To stay ahead of these threats, financial institutions must focus on three critical areas:
Staff Training
- Educate employees to identify phishing schemes and other common tactics used by cybercriminals
Vulnerability Testing and Patching
- Regularly test IT systems for vulnerabilities and apply software patches as necessary
Third-Party Vendor Monitoring
- Monitor the cybersecurity defenses of your third-party vendors, as they can be a weak link in your defense
Data breaches that compromise consumer information are a significant regulatory compliance risk under GLBA. Even if a breach doesn’t lead to regulatory issues, it can cause operational disruptions and reputational damage.
Payment Processor/Ach Risk Assessment
When evaluating payment processor relationships, consider the essential elements of vendor risk management: risk assessments, due diligence, and third-party oversight.
The ACH network is convenient, but it also presents elevated risks. Your ACH risk assessment should focus on:
- Fraud: Unauthorized debits from consumer accounts
- Settlement Errors: Transactions may not be processed with accurate amounts
- Insufficient Funds: The risk that originators may be unable to cover transactions
- Compliance Issues: FIs must comply with NACHA rules
Identity Theft and Red Flag Risk Assessment
Millions of Americans are victims of identity theft each year. Under FTC regulations, financial institutions and creditors must detect warning signs (Red Flags) of identity theft.
FIs need a written Identity Theft Prevention Program and procedures for monitoring suspicious activity in new or existing accounts.
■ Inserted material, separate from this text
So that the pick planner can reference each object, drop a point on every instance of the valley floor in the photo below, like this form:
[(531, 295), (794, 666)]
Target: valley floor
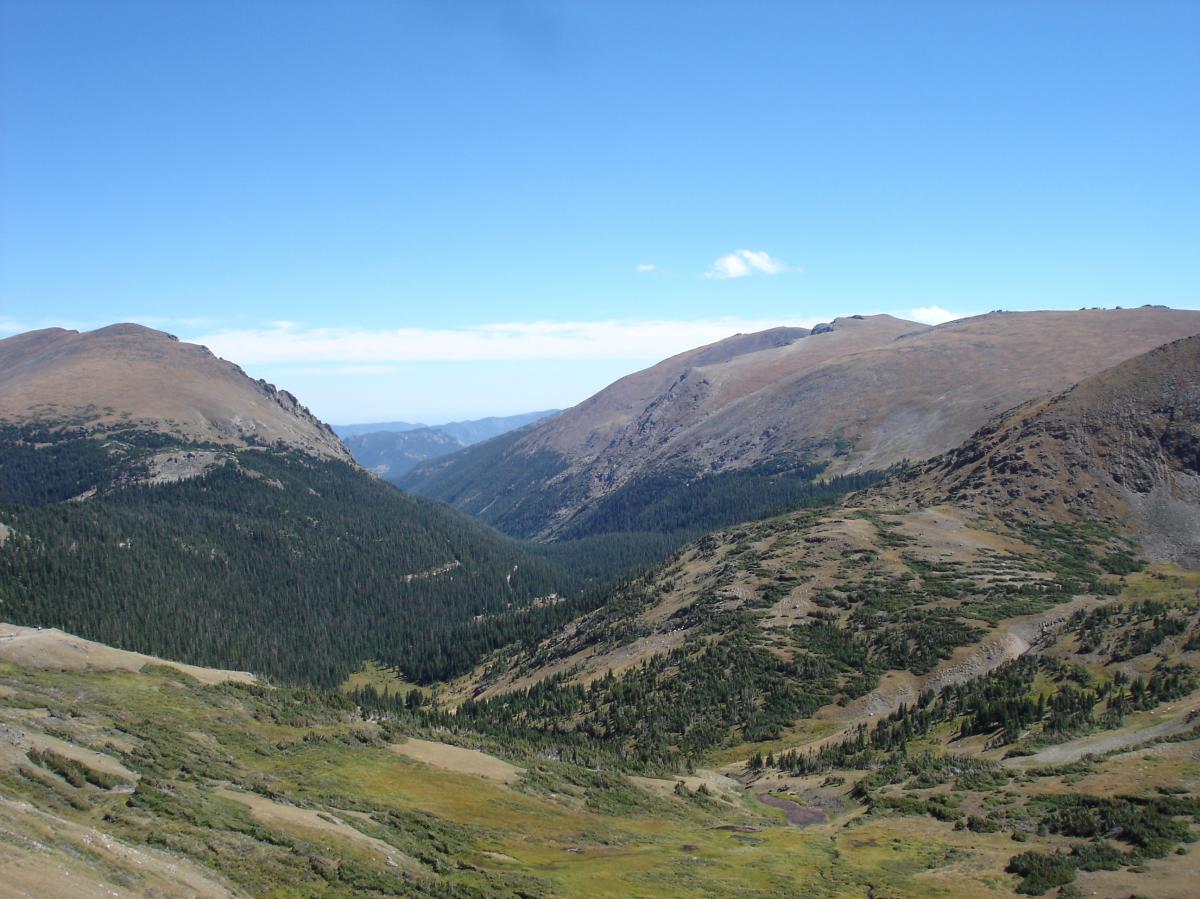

Remote Deposit Capture Risk Assessment
Many FIs use Remote Deposit Capture technology, allowing consumers to deposit checks on their smartphones. A risk assessment for RDC should focus on:
- Legal and Compliance Risks: Assess legal risks associated with clearing and settling RDC deposits
- Operational Risks: Faulty technology, ineffective procedures, and poor employee training can lead to processing inaccuracies
- Vendor Risk: FIs may assume accountability for a third-party vendor’s performance
Digital Banking Risk Assessment
As digital banking services grow, financial institutions must evaluate risks:
- Cybersecurity Threats: Monitor third-party partners’ cybersecurity systems and controls
- Potential Compliance Issues: TSPs often focus less on compliance than innovation
- Operational Risks: FIs need to vet TSPs thoroughly to ensure they meet expectations for product delivery
The Transformative Power of Integrated Risk Assessments
Financial institutions make poor decisions without accurate risk data. Risk assessments only work if they deliver a repeatable process for evaluating risk across the institution.
By integrating risk assessments on a single platform, FIs can transform risk from a liability into something that works to their benefit. The goal is not to eradicate risk but to understand your institution’s exposure to it.